We have the responsibility to hold policy makers accountable for reforming health systems in pursuit of universal health coverage (UHC), which will transform populations’ health and save women’s and children’s lives.

retorted, Mr Mbendera of FPAM, one of the panelists.He further says, UHC shifts the burden of health costs from women to society and in a small way, shows our gratitude to women for giving life.

UHC recognizes that women should not be neglected or die while giving life. The responsibility of caring for women during delivery is a societal debt paid partly by eliminating the obstacles to safe, skilled and respectful care during childbirth.

Another interesting angle during the discussion was how the Ministry of Health kept on blaming the Ministry of Education (MoEST) for refusing its institutions to provide contraceptives especially condoms and emergency pills.

Mr Charles Mazinga, Director of School Health and Nutrition in the MoEST, again shifted the blame to Ministry of Gender arguing that, the communities should be the ones to provide this service because the mandate of his ministry is imparting knowledge and skills not providing services.

Dr Kathyola from MoH Research Unit, summarized that family planning should be non-negotiable and included in even the most prudent UHC plans. Everyone has the right to access family planning services, which include the ability to choose when and how to utilize a variety of options.

Through UHC, health systems can be strengthened to ensure that frontline health workers are in the right place at the right time to deliver the right services effectively.

Who is accountable then? For sure we all are. However, living policies that are well coordinated among government departments should provide a pathway for women and girls health well-being in the post-2015 era.

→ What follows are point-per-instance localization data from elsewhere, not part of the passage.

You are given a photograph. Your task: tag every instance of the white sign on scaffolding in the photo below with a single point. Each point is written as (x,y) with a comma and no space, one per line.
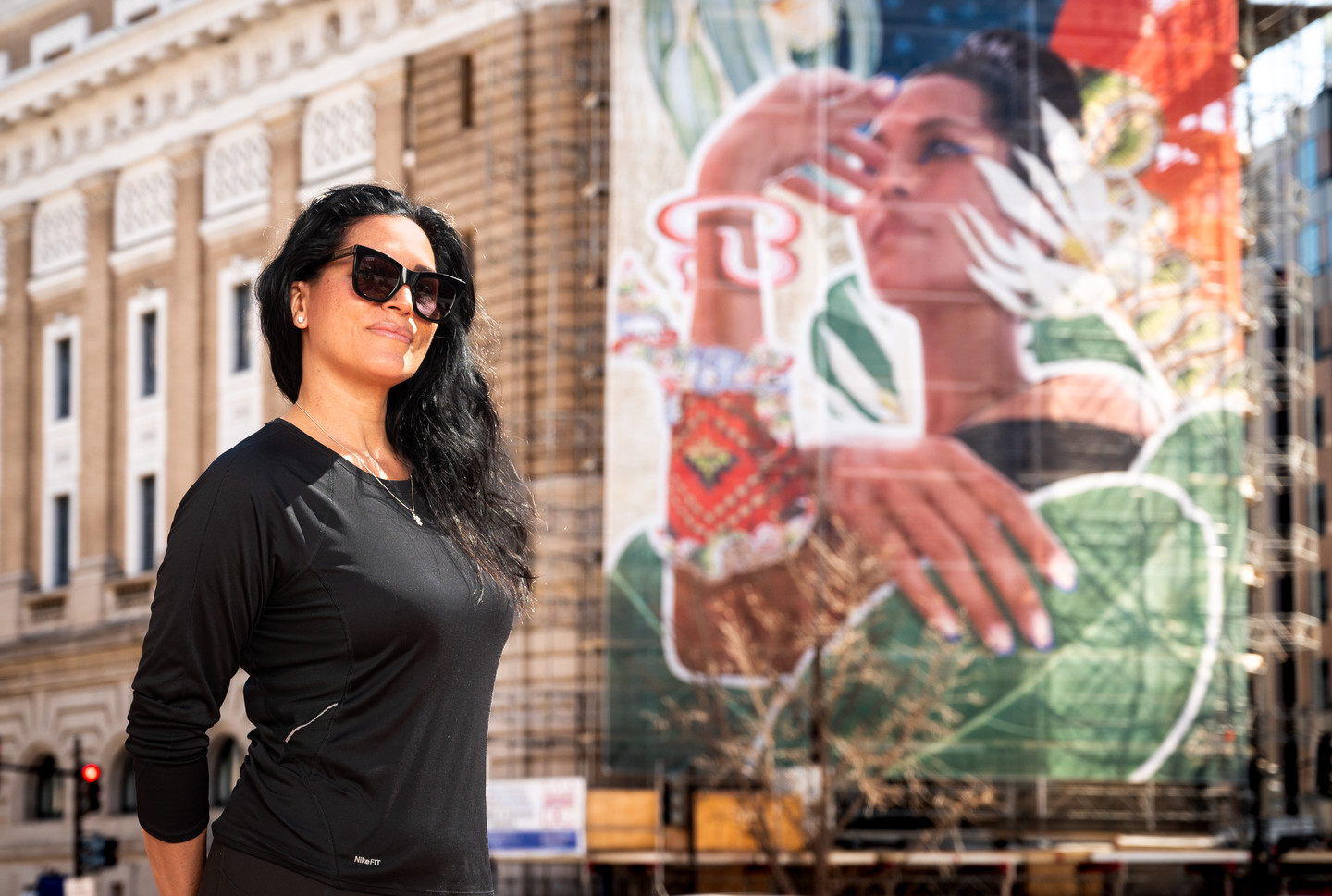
(537,817)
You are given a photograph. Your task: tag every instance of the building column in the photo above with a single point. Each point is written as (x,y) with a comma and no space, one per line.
(18,468)
(389,85)
(284,142)
(185,451)
(96,411)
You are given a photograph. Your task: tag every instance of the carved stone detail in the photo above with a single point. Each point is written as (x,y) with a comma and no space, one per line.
(59,233)
(236,171)
(145,203)
(339,133)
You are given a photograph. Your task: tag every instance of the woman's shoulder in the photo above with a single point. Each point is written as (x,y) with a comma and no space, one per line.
(261,465)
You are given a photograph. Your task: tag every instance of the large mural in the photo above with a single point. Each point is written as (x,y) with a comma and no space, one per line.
(953,284)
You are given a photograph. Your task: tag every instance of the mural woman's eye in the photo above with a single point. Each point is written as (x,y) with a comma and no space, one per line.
(938,148)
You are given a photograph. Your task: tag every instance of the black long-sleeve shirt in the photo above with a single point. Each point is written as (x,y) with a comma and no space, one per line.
(372,653)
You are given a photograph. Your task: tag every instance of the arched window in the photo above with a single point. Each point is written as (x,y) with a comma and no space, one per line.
(48,790)
(227,768)
(127,802)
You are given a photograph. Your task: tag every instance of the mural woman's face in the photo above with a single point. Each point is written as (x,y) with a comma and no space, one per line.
(931,132)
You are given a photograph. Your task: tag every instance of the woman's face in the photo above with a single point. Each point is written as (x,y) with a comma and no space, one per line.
(931,132)
(354,339)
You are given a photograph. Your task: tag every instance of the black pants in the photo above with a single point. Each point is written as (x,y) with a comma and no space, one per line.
(238,874)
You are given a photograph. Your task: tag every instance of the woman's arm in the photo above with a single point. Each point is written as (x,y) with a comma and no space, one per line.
(793,121)
(178,867)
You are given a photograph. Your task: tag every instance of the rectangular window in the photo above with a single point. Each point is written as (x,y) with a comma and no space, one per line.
(60,542)
(147,522)
(240,308)
(64,378)
(465,87)
(1310,248)
(148,353)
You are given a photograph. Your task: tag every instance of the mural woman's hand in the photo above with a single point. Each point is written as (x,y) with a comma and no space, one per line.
(935,502)
(796,118)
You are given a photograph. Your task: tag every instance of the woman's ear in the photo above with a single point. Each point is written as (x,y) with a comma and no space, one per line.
(299,296)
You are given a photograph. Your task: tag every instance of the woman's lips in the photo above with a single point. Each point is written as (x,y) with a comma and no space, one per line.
(894,227)
(393,332)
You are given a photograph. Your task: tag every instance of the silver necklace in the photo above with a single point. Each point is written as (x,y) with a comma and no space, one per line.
(365,466)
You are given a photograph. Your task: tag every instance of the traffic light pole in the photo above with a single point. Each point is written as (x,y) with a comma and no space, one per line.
(79,790)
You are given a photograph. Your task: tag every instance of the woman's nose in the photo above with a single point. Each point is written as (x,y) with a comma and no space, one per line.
(896,178)
(401,301)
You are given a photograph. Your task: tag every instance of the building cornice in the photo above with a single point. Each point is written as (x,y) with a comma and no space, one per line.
(117,55)
(139,94)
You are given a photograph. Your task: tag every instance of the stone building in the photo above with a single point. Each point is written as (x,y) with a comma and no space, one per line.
(152,153)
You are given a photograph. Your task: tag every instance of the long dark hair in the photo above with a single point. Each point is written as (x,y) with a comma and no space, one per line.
(1016,73)
(441,420)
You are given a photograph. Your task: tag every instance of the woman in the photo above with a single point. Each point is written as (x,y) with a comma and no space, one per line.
(363,559)
(944,501)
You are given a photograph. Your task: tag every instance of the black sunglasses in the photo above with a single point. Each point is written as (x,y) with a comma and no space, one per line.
(377,277)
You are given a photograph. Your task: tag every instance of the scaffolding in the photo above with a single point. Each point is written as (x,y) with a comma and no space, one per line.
(1282,560)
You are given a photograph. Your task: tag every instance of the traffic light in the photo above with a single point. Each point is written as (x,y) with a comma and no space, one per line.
(1323,766)
(97,851)
(90,789)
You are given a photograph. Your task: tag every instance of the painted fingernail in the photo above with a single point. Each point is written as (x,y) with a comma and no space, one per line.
(1062,571)
(1041,632)
(884,87)
(999,639)
(947,629)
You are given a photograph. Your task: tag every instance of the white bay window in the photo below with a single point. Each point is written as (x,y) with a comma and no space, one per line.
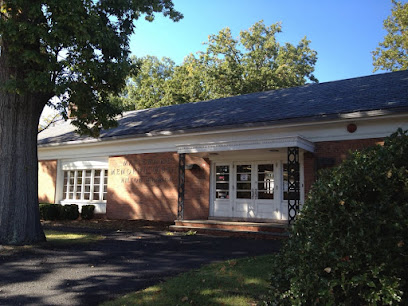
(84,182)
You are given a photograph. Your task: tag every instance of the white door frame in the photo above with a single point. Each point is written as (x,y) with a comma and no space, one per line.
(223,208)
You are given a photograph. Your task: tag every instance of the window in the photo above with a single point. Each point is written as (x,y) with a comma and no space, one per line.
(85,185)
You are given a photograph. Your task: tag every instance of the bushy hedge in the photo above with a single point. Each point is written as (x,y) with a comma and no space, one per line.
(87,212)
(59,212)
(50,211)
(349,246)
(70,212)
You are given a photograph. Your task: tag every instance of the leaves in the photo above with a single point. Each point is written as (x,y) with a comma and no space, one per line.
(77,50)
(253,62)
(353,253)
(392,53)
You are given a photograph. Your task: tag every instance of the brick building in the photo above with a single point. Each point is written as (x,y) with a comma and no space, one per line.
(250,157)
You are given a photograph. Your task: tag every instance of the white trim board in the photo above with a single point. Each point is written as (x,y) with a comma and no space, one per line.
(319,131)
(273,143)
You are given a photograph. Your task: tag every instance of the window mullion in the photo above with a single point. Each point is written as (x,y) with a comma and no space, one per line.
(101,184)
(83,184)
(75,184)
(68,185)
(92,184)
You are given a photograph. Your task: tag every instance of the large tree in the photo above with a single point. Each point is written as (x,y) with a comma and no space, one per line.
(76,50)
(392,53)
(253,62)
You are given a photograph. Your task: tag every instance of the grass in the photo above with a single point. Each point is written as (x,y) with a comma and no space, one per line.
(57,237)
(234,282)
(54,238)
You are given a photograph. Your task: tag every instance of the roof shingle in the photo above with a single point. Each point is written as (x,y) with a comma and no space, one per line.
(380,92)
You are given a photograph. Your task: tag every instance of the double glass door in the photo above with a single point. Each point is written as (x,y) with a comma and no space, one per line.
(255,190)
(248,190)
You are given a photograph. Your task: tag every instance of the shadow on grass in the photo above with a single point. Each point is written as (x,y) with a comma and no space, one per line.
(234,282)
(91,273)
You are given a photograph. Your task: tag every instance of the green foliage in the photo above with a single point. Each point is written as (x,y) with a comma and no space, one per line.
(69,212)
(254,62)
(77,50)
(87,212)
(50,211)
(59,212)
(233,282)
(392,53)
(349,246)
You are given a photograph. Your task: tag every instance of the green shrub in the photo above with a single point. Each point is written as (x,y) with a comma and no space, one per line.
(70,212)
(87,212)
(50,211)
(349,246)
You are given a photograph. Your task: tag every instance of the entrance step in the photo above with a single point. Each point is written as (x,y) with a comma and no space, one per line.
(236,229)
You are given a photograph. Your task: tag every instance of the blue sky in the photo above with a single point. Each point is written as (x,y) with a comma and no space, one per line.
(342,32)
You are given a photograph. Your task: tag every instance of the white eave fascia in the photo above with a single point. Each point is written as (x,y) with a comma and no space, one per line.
(272,143)
(349,117)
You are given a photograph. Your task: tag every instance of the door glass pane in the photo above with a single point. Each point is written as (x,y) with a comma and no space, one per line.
(285,181)
(244,182)
(266,181)
(222,183)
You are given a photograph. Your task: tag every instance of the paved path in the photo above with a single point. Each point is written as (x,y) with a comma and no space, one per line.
(122,263)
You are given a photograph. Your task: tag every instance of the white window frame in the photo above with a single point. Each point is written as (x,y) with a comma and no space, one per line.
(98,163)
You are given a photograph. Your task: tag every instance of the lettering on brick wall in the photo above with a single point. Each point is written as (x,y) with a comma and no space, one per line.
(144,171)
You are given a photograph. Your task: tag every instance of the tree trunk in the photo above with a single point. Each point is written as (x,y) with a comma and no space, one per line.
(19,209)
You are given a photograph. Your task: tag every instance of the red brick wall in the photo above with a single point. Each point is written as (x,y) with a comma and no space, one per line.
(197,189)
(327,152)
(145,186)
(47,179)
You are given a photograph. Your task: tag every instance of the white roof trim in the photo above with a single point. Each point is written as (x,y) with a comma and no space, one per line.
(272,143)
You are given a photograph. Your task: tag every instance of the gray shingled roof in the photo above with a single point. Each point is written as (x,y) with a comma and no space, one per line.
(387,92)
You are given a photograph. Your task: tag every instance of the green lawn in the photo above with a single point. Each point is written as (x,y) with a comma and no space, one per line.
(234,282)
(54,238)
(57,237)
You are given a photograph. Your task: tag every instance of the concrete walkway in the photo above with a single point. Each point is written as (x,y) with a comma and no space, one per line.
(122,263)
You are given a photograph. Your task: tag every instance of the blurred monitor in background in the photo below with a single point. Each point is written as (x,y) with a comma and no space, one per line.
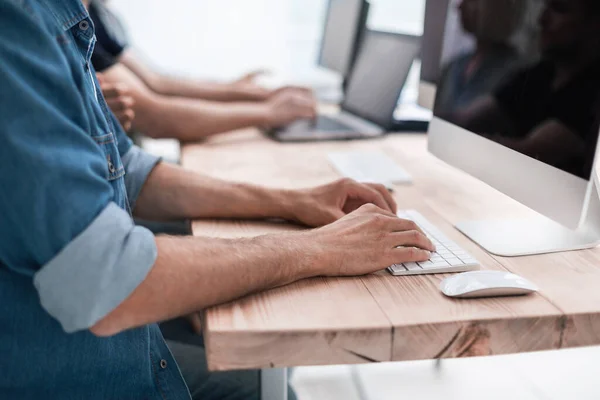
(343,32)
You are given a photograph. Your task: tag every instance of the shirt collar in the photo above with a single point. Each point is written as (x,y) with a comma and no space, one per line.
(67,13)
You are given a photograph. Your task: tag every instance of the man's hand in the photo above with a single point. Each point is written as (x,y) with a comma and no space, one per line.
(325,204)
(119,100)
(289,104)
(365,241)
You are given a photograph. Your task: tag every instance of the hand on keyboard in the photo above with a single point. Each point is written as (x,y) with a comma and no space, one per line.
(365,241)
(448,257)
(288,106)
(326,204)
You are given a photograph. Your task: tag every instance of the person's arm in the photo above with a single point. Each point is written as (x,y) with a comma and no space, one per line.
(242,90)
(188,119)
(173,193)
(196,273)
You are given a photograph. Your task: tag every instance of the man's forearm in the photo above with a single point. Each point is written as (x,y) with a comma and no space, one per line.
(171,86)
(189,120)
(191,274)
(213,91)
(172,192)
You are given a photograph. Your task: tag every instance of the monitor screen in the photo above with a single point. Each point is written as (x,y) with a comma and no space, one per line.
(525,74)
(379,75)
(344,25)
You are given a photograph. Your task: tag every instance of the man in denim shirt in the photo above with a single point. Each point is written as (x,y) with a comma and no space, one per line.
(82,287)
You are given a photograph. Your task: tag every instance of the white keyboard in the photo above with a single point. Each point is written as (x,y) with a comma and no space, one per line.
(369,166)
(449,257)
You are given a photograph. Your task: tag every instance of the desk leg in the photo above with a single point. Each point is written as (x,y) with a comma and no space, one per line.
(273,384)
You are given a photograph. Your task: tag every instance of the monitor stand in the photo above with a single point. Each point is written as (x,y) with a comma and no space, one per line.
(541,235)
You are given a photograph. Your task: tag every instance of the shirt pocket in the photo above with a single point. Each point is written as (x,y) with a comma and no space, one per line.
(114,165)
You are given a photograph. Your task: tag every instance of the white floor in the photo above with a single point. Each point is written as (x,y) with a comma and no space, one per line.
(557,375)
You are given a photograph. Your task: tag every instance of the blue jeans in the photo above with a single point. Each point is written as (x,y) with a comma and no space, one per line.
(190,354)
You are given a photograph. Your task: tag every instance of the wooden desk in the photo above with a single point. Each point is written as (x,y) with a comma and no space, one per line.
(381,317)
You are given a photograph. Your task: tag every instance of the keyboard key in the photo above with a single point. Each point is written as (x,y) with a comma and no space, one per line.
(448,257)
(398,268)
(412,266)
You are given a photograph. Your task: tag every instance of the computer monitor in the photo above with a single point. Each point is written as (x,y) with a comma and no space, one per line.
(522,113)
(345,26)
(439,24)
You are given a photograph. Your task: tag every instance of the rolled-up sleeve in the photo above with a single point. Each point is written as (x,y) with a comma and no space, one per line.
(58,222)
(97,270)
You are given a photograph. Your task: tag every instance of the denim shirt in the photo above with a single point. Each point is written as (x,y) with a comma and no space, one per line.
(69,250)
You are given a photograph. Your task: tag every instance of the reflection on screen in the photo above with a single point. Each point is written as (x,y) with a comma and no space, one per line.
(532,80)
(341,31)
(379,75)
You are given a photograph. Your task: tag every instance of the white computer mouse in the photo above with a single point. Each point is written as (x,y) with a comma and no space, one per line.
(486,284)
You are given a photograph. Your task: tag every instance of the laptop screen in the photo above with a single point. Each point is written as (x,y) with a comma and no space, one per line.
(379,75)
(343,27)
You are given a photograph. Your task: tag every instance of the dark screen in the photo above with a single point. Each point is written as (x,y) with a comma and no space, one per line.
(527,76)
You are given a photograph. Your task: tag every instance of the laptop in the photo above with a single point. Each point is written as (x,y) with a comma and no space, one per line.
(343,31)
(374,86)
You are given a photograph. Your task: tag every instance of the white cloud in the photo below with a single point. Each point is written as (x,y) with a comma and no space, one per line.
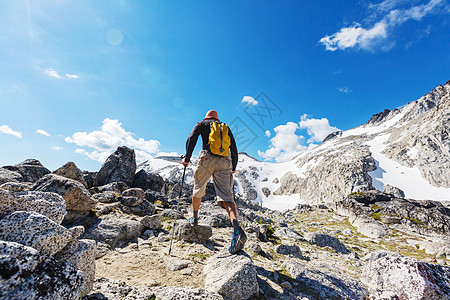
(52,73)
(7,130)
(285,144)
(249,100)
(111,136)
(72,76)
(378,33)
(318,129)
(43,132)
(345,90)
(355,35)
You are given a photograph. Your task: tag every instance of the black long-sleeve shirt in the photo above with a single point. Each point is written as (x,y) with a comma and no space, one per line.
(203,128)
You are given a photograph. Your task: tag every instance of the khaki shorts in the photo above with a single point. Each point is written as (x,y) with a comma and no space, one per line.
(220,169)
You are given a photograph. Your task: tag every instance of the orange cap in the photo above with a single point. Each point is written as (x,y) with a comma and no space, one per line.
(212,114)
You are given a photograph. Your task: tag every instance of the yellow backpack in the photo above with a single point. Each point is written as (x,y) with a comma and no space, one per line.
(219,140)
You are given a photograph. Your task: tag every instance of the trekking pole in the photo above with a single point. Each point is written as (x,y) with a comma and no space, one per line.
(178,207)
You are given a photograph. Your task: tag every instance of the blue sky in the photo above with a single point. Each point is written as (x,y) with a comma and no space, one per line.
(79,78)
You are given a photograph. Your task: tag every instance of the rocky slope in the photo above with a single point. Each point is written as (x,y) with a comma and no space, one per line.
(406,148)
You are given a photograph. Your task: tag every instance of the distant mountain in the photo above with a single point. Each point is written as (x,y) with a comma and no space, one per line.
(406,148)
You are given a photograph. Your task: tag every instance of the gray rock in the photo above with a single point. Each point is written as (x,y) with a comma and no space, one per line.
(76,195)
(405,277)
(119,166)
(255,247)
(27,274)
(31,170)
(394,191)
(320,284)
(291,250)
(148,181)
(34,230)
(231,275)
(266,191)
(76,231)
(325,240)
(152,222)
(130,201)
(134,192)
(70,170)
(50,205)
(187,232)
(81,253)
(89,178)
(288,232)
(117,187)
(177,264)
(16,186)
(9,176)
(114,231)
(144,208)
(106,197)
(105,288)
(172,213)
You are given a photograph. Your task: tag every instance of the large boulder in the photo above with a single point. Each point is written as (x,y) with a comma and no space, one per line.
(324,240)
(119,166)
(31,170)
(9,176)
(148,181)
(70,170)
(27,274)
(185,231)
(76,195)
(320,284)
(50,205)
(34,230)
(81,253)
(399,277)
(114,230)
(231,275)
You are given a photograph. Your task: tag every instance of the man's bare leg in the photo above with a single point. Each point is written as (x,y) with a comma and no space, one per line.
(230,207)
(195,207)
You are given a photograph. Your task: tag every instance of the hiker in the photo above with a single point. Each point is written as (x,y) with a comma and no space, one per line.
(218,158)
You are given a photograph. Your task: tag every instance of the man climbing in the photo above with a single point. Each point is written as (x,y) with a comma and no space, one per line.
(218,158)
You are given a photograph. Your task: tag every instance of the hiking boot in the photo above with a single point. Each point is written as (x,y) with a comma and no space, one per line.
(193,221)
(238,240)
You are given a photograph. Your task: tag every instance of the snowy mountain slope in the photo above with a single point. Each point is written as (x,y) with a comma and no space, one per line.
(408,148)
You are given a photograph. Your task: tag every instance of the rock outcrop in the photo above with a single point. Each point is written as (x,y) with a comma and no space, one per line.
(232,276)
(76,195)
(325,285)
(25,273)
(114,230)
(70,170)
(148,181)
(34,230)
(50,205)
(9,176)
(119,166)
(185,231)
(391,275)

We must embrace this responsibility to accompany, support and empower women and adolescent girls on this journey fraught with both barriers and possibilities.

This forum proved to be very important and the presence of technocrats from key ministries concerned with the topic was a plus to the approach.

Conspicuously missing though was a representative of the local government (Councilor) and the National Assembly since the discussion was to do with policies at local and national level.

Delegates to the café were drawn from the civil society organizations including PACHI,  FPAM, BLM, PSI, DFID, WHO, FAWEMA, SAVE the Children, WFP, UNFPA and others, government departments like the Ministries of Education, Youth and Health and government departments like RHU and Economic and Development Planning.